Speaking at an International Conference on ‘Arbitration in the Era of Globalisation’, organized by Indian Council of Arbitration and FICCI, the CJI said, “As we conceptualize international arbitration in a globalized era, we must also be cognizant of the synergistic opportunities available for international arbitration through the utilization of disruptive technologies.”
This shows that India is looking for measures to adopt AI in the Arbitration laws. With regard to this, there have been small proposed policy changes to accept Artificial intelligence in its early stages in India. As a result of the focus on developing institutional arbitration in India, the Bill proposed for amendment in the Arbitration and the Conciliation Act now makes a provision for the designation of AI by the Supreme Court (for international commercial arbitration) and the High Courts (for domestic arbitration). The Bill also provides that, in the absence of an agreed arbitration procedure, the AI will be the appointing authority for arbitrator/s.
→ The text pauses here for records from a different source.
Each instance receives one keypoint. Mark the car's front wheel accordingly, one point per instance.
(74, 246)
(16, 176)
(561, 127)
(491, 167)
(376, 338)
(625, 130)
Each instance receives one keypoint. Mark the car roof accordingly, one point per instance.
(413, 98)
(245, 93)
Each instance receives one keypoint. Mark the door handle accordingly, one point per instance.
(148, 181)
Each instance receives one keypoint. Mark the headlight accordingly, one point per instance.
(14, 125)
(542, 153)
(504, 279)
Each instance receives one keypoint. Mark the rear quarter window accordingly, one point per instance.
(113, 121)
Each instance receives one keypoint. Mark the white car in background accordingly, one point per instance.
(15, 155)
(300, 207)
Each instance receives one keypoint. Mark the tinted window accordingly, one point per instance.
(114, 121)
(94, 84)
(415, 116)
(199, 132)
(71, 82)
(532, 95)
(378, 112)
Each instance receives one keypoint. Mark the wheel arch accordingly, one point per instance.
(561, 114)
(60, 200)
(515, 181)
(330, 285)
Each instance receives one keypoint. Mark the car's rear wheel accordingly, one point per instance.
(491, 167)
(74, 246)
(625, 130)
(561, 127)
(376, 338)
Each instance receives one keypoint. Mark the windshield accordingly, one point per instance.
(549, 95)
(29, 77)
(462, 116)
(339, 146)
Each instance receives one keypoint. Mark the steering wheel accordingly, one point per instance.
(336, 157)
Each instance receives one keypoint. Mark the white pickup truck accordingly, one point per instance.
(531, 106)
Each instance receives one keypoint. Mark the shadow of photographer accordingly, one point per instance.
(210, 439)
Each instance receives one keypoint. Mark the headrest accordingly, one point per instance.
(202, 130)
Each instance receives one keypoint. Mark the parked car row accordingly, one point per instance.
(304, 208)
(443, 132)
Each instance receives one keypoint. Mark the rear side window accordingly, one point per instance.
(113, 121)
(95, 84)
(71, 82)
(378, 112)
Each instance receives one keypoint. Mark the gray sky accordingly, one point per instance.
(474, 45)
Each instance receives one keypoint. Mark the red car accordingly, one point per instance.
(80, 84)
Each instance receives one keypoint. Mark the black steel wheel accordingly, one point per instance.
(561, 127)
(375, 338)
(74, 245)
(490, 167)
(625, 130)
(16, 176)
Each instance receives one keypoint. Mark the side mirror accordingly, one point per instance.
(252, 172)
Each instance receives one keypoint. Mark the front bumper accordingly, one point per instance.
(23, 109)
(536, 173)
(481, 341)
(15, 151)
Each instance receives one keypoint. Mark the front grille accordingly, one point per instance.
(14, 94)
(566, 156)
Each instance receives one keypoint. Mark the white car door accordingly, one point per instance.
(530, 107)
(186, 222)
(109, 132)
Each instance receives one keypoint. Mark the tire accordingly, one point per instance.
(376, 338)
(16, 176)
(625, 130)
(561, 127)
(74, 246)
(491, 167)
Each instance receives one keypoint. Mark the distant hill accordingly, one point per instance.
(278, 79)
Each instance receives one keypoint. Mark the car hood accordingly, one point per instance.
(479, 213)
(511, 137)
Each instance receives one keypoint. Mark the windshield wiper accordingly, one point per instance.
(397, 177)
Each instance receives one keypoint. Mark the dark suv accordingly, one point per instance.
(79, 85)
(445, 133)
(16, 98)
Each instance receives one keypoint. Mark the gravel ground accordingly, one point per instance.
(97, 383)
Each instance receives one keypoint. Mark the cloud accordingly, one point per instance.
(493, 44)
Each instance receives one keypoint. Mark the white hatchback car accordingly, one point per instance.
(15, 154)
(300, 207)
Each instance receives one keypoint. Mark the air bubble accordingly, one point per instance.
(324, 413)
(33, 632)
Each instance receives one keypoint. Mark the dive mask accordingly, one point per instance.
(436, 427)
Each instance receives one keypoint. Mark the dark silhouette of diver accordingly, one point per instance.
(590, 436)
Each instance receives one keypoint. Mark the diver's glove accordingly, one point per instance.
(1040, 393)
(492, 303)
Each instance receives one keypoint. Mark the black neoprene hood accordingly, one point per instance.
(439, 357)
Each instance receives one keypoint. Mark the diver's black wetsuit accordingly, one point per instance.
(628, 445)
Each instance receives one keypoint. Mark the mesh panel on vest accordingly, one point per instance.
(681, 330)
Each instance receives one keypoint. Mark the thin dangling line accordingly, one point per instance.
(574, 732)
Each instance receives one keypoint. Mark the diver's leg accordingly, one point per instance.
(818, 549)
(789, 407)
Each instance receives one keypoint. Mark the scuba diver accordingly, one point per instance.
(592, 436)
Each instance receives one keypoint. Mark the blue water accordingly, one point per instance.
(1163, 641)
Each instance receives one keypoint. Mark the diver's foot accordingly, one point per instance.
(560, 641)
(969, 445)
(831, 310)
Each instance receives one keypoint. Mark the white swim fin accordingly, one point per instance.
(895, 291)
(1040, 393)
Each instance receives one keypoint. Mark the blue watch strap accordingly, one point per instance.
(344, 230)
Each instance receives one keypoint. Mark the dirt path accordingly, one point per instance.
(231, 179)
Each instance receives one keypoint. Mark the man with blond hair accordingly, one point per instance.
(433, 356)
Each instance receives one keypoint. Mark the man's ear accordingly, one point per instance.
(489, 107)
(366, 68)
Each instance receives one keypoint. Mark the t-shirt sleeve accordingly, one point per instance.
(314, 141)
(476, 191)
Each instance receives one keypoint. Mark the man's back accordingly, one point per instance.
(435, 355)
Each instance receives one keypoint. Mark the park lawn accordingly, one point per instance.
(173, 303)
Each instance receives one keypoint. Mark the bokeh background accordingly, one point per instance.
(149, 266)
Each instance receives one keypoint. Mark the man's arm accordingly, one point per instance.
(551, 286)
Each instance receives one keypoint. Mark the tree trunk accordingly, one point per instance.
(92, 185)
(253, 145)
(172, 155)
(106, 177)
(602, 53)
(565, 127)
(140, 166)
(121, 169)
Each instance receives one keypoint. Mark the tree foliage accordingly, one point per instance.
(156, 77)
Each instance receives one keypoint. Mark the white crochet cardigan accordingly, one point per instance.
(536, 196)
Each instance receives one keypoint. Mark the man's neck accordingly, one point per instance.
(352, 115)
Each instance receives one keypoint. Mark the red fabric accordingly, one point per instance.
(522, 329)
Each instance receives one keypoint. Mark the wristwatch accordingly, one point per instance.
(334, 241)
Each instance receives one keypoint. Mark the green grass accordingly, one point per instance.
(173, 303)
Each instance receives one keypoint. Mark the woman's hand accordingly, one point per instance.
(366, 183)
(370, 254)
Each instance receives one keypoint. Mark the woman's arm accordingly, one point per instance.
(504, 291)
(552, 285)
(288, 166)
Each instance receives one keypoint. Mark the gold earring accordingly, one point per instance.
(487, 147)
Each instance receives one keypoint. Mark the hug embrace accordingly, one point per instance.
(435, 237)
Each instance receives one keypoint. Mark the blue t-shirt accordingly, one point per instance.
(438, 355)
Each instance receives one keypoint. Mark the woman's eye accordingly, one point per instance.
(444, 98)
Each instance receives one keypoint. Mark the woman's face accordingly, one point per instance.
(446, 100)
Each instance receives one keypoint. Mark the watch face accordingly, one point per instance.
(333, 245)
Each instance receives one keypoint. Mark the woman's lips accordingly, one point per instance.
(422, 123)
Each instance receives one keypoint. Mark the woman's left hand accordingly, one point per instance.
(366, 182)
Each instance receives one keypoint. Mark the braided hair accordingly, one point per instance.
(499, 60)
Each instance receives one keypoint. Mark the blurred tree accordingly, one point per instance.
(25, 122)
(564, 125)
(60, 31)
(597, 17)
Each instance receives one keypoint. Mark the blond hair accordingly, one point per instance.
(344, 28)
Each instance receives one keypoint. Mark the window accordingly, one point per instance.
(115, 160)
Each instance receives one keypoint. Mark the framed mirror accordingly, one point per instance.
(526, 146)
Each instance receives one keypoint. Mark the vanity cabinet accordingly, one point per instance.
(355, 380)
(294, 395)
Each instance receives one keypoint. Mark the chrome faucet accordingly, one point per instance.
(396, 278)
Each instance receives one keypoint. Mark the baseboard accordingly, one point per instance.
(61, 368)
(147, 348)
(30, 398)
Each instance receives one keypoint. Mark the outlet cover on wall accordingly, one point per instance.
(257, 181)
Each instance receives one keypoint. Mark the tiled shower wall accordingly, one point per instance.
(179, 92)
However, the implementation of Artificial Intelligence in Arbitration will not be a simple path. There are a lot of developments required in other indirectly affected fields of law. Some are discussed below-
- Data Privacy- The use of AI in arbitration involves a continual exchange and processing of data (often sensitive personal data or information) between the arbitral awards and the AI tool. There is no method to ensure the consent of the parties, arbitrators, and the liability when it is not taken. The existing laws of the Information Technology Act, 2000 though allowing the use of Artificial Intelligence does not stipulate rules with regards the same. The government is planning to introduce the Personal Data Protection Bill; hopefully, it will be able to address the raising privacy concerns arising out of the use of AI.
- The Intellectual Property Rights law will also have a significant impact. As of now, algorithms are not patentable as per section 3 (k) of India’s Patent Act. Copyright of such algorithms has to be done as per the existing law. AI uses a large set of data collected from the public and analyses such collected data to give recommendations and suggestions as the result. The reusability of the same set of data by other service providers of AI will be considered as an infringement of copyright by the developer or not is unclear.
Regardless of how the above may sound, large international law firms already employ ‘data scientists’, ‘legal solutions architects’, and ‘heads of strategic client technology’, who focus on IT and AI solutions that would assist human counsel. New companies are being incorporated with a focus on AI solutions for legal research. A second solution, to limit the absolute objectivity of AIs, would be subject to the “award” rendered by the AI to a final check done by a human arbitrator. Al has significant potential benefits for arbitration, but at what cost, and how this might impact arbitration that has to be analyzed. At this point, we are faced with two possible paths: the creation of a legal framework for arbitration and AI; or the modification of existing international treaties (in addition to national legislation and arbitration rules).